Getting his chance with SARS-CoV-2
Sarafianos thinks like a historian, noting relevant details of past outbreaks, and he certainly watched the rise of SARS in 2002–2003 and MERS in 2012 with interest and concern. He acknowledges that the scientific community “is just now getting good at detecting patterns that can determine future outbreaks.” Scarce funding opportunities had limited study of coronavirus in the past, but “once COVID-19 was here, I jumped into it,” he says.
SARS-CoV-2, as the largest of the RNA viruses, is a “tough one to work with and three times larger than HIV. It is complicated but that is also what makes it fascinating and fun to study,” says Sarafianos.

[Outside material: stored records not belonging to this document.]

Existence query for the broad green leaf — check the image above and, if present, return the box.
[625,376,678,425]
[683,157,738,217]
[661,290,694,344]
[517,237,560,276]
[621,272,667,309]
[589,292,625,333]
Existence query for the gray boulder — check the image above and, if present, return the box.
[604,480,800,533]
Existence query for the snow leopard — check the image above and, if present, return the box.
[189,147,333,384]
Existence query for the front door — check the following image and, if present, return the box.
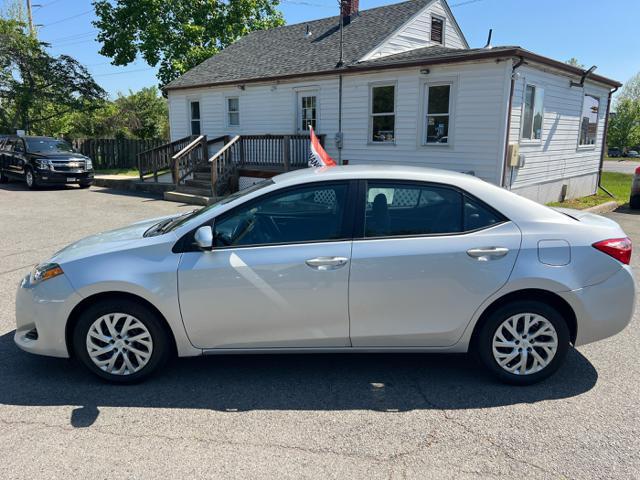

The benefits of his jumping in are considerable: Sarafianos and his research partners used replicon-based technologies to develop reagents and assays for advanced drug-discovery efforts against SARS-CoV-2 and for examining all facets of the SARS-CoV-2 replication cycle at a reduced biocontainment level.
Faster, cheaper, safer …
Institutions with biosafety-level 3 (BSL3) labs are few and far between, and the reason is plain: such labs are complex engineering structures expensive to build and operate; moreover, they require highly trained personnel and approval from the Centers for Disease Control and Prevention. These labs also bring with them a level of risk that litigation-averse entities, especially pharmaceutical companies, prefer to avoid. The fact that the replicon system allows scientists to conduct advanced SARS-CoV-2 research at the lower BSL2 is a transformative benefit that, according to Sarafianos, “democratizes SARS-CoV-2 research, opening up study of this virus to so many more labs worldwide.”
Also key is the replicon system’s ability to be used for high-throughput screening and characterization of SARS-CoV-2 replicase inhibitors. As Sarafianos points out, “For a big company, if they are going to use a replicon to screen for several million different conditions, every reduction in the number of steps is important, both time-wise and financially.”
The replicons use only part of the virus’s genome, making them noninfectious but still able to imitate parts of the viral replication that are of interest for drug discovery. Another aspect of safe development Sarafianos is pioneering involves using virus-like particles to create chimaeras that recapitulate the full replication cycle of the virus in BSL2 conditions. This technology will prove important in generating mutants that can point the way to better understanding drug resistance. “None of us wants an important therapy like Paxlovid, for instance, to someday prove ineffective, so facilitating research to study drug resistance can be game-changing,” says Sarafianos.
The replicon system, says Sarafianos, “is great for drug discovery, screening, and understanding how things work inside the cells. For vaccines, though, you need to include the spike, which sits on the outside of the virus. The chimaeras have the spike but only allow one replication cycle, which means that we can study compounds inside the cell and also probe how the virus negotiates entry into the cell—but without creating a fully infectious virus. This will be a breakthrough.”
… And (so much) better
Recent good news for efforts on this front was the receipt of a National Institutes of Health grant in the amount of $3,370,078 in support of the replicon research.
Sarafianos sums the work he has done this way: “The replicons are valuable tools that can be used at BSL2 for drug-discovery efforts, characterization of SARS-CoV-2 and variant evolution in the COVID-19 pandemic, mechanisms of inhibition and resistance, and studies on the role of SARS-CoV-2 genes and host-dependency factors.”
Not bad for a newcomer to this fight.